Bu listenin özellikle 7 Haziran seçim sonuçları üzerinden yapılan ciddi analizlerin sonucu olduğu ilk bakışta söylenebilir. Öncelikle, partinin kuruluşundan bu yana siyasi aklın oluşumunda katkısı olan isimler yeniden ve çok kritik illerden aday gösterilmiş. Kısa bir süre önce üç dönem kuralının AK Parti’yi nasıl etkilediğine dair yazdıklarımı yeniden paylaşmak istiyorum:

‘AK Parti kurulduğu günden bu yana değişimi savunuyor, siyasetin gençler tarafından aktif olarak yapılmasının önündeki pek çok engeli de bizzat kendisi kaldırdı.

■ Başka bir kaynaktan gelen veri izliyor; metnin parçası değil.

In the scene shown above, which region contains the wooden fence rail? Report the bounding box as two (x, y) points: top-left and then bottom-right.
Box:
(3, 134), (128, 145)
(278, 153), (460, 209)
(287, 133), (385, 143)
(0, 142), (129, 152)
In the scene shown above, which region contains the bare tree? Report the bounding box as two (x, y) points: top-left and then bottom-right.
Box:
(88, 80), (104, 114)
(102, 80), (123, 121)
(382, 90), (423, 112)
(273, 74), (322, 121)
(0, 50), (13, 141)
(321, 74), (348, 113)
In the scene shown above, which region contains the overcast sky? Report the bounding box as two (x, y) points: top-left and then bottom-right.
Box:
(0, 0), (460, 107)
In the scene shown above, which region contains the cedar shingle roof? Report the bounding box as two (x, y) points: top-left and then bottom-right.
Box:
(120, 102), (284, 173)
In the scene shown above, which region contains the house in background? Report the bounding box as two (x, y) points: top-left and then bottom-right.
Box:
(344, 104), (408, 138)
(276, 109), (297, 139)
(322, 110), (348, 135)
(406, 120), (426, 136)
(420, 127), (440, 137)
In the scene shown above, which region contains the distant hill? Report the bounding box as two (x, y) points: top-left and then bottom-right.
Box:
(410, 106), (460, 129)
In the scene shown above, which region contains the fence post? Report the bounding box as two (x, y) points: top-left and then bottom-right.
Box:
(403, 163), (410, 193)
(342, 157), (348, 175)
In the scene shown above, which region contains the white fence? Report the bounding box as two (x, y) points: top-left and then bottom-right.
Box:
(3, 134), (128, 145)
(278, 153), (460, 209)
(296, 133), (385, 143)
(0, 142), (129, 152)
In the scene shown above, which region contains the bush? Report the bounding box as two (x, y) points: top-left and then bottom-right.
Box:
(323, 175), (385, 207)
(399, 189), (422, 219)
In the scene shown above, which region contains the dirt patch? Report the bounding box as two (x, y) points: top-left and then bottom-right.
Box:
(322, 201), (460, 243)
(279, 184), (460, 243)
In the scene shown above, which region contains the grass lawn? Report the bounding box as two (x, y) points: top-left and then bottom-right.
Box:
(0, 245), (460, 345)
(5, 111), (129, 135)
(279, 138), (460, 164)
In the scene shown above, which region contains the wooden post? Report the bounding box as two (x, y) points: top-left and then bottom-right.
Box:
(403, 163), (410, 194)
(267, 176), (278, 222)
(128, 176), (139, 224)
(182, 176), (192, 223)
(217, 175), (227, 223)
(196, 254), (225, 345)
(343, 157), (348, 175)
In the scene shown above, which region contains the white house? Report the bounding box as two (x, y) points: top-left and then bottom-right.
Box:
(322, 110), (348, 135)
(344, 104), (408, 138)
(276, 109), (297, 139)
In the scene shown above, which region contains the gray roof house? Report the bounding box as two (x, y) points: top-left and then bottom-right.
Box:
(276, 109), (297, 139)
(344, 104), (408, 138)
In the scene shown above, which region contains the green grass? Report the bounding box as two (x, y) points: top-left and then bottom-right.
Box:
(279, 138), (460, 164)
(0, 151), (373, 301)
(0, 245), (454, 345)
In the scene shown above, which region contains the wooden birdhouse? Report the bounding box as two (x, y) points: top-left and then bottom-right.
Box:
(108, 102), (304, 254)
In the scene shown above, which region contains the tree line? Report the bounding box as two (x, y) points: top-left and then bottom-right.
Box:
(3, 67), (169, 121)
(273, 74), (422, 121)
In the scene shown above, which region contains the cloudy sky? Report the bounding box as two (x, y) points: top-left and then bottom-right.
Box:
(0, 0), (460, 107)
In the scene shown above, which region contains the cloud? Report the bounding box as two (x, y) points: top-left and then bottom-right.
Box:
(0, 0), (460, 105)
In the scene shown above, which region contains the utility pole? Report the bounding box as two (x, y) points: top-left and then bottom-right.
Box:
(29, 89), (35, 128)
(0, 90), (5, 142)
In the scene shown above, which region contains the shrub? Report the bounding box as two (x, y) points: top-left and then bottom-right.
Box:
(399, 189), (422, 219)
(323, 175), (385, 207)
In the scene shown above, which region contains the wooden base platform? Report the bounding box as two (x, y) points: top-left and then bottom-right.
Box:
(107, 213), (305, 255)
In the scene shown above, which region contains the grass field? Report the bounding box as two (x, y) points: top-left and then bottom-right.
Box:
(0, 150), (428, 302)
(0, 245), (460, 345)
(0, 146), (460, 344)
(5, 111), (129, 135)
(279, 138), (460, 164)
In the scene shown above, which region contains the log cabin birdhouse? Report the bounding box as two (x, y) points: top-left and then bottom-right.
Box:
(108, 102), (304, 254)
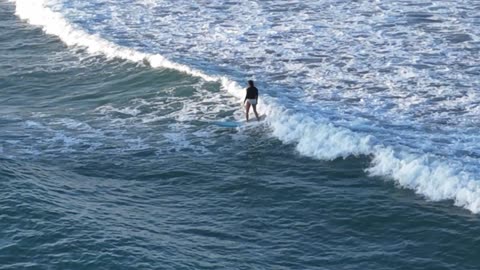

Ancak şu gerçek, tahmin edilenden daha fazla önemsendi toplum tarafından: Tecrübe. Her biri farklı tecrübeleri temsil eden isimlerin, üç dönem kuralı nedeniyle aktif siyasetten uzaklaşması, pek de farkında olmadığımız endişeleri tetiklemiş olmalı. AK Parti’nin, siyasetin güçlenmesi ve geçmişte devlet içindeki farklı unsurlar üzerinden baskı altında tutulan alanlarda gerçekleştirdiği özgürleştirme hamleleri, bugün geriye dönülmesi düşünülemeyecek bir demokratik çıtayı ülkeye kazandırdı.

Ancak devletin kodlarını bilen ve bunların zor zamanlarda nasıl refleksler ortaya çıkardığını öngörebilen isimlerin yanı sıra; varlığı ve duruşu ile topluma güven telkin eden isimlerin de partide yer almasının önemi, son seçimlerde ortaya çıktı.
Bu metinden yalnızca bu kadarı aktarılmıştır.